Scattered Evidence on the Hillside

Just beyond the polished surface, several hundred dressed stone blocks lie scattered across the hillside. European travelers recorded them for centuries without understanding their significance. It was not until the archaeologist Heinz Luschey examined the blocks that anyone connected them to the Farhad Tarash itself. Luschey determined that the stones were cut from the same rock as the smoothed cliff face, confirming that serious construction work had been underway here. Whatever the builders intended, they had progressed beyond mere surface preparation to the cutting and shaping of structural elements. The blocks sit where they were left, as if the masons put down their tools one afternoon and never returned. Combined with the polished cliff, they make Mount Behistun not just a repository of finished monuments like the Behistun Inscription, but a place where ancient ambitions are preserved in their incompleteness.

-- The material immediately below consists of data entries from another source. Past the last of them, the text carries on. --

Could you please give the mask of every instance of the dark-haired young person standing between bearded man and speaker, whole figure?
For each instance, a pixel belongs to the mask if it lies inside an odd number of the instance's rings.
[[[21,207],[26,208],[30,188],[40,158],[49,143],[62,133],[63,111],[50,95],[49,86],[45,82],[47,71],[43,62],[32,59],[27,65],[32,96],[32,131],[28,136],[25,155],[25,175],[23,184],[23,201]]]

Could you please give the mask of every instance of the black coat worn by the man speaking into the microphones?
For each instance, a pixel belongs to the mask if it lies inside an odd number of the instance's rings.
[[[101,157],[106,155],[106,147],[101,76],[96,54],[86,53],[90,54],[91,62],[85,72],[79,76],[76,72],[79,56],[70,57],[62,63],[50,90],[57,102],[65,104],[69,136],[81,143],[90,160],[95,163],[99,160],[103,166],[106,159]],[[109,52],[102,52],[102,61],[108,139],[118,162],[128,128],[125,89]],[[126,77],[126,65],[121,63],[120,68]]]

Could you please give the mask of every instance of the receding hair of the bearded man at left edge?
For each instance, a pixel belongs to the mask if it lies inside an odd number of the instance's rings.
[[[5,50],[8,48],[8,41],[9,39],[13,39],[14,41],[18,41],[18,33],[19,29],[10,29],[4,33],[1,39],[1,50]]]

A Thousand Years of Wonder

The Farhad Tarash has drawn visitors and scholars for over a millennium. The medieval geographer Istakhri, who died in 957, wrote about it. Yaqut al-Hamawi, the great encyclopedist who died in 1229, recorded it in his geographical dictionary. European travelers and archaeologists continued the tradition from the nineteenth century onward. Today, the site is registered as a national heritage monument of Iran. What makes it compelling is not what it tells us but what it withholds. Unlike the nearby Behistun Inscription, which Darius the Great used to broadcast his conquests in three languages, the Farhad Tarash communicates nothing except the scale of what was planned. It is a blank page in a mountain, waiting for a story that will never be written.

From the Air

Located at 34.39N, 47.43E on Mount Behistun in Kermanshah Province, western Iran. The smoothed cliff face is visible on the mountain's southern flank, near the famous Behistun Inscription. Best viewed from 3,000-5,000 feet AGL approaching from the south. The nearest significant airport is Kermanshah (OICC/KSH). The Zagros Mountains create turbulent conditions; early morning flights offer the best visibility. The ancient Silk Road caravan route passes through the valley below.